Evaluating and Validating GBI Mania and Depression Short Forms for Self-Report of Mood Symptoms.
Eric Arden YoungstromGuillermo Perez AlgortaJennifer Kogos YoungstromThomas W FrazierRobert L FindlingPublished in: Journal of clinical child and adolescent psychology : the official journal for the Society of Clinical Child and Adolescent Psychology, American Psychological Association, Division 53 (2020)
Objective: To evaluate short forms of free self-report mania and depression scales, evaluating their reliability, content coverage, criterion validity, and diagnostic accuracy.Method: Youths age 11 to 18 years seeking outpatient mental health services at either an Academic medical clinic (N = 427) or urban Community mental health center (N = 313), completed the General Behavior Inventory (GBI) and other rating scales. Youths and caregivers completed semi-structured interviews to establish diagnoses and mood symptom severity, with GBI scores masked during diagnosis. Ten- and seven-item short forms, psychometric projections, and observed performance were tested first in the Academic sample and then externally cross-validated in the Community sample.Results: All short forms maintained high reliability (all alphas >.80 across both samples), high correlations with the full-length scales (r.85 to.96), excellent convergent and discriminant validity with mood, behavior, and demographic criteria, and diagnostic accuracy undiminished compared to using the full-length scales.
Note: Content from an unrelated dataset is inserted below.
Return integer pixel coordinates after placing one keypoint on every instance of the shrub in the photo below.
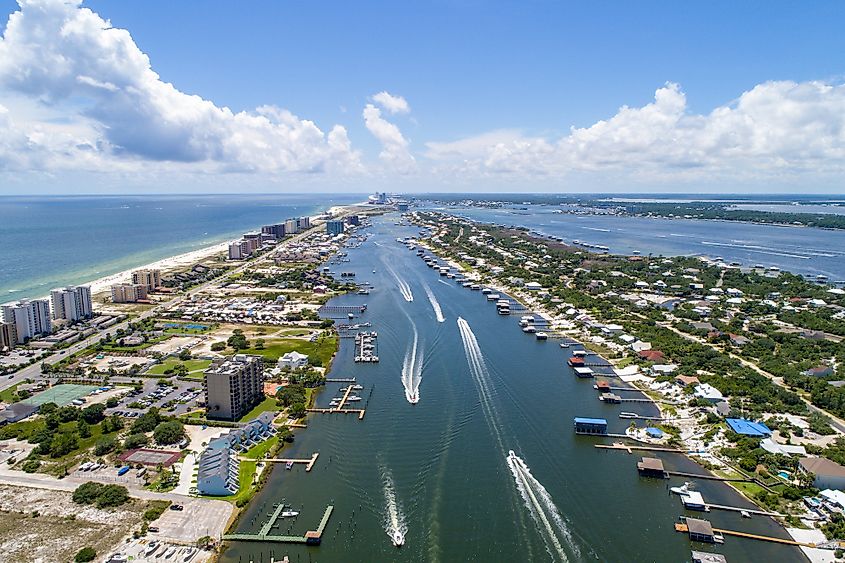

Ten-item scales showed advantages in terms of coverage; the 7 Up showed slightly weaker performance.Conclusions: Present analyses evaluated and externally cross-validated short forms that maintain high reliability and content coverage, and show strong criterion validity and diagnostic accuracy - even when used in an independent sample with very different demographics and referral patterns. The short forms appear useful in clinical applications including initial evaluation, as well as in research settings where they offer an inexpensive quantitative score. Short forms are available in more than two dozen languages. Future work should further evaluate sensitivity to treatment effects and cultural invariance.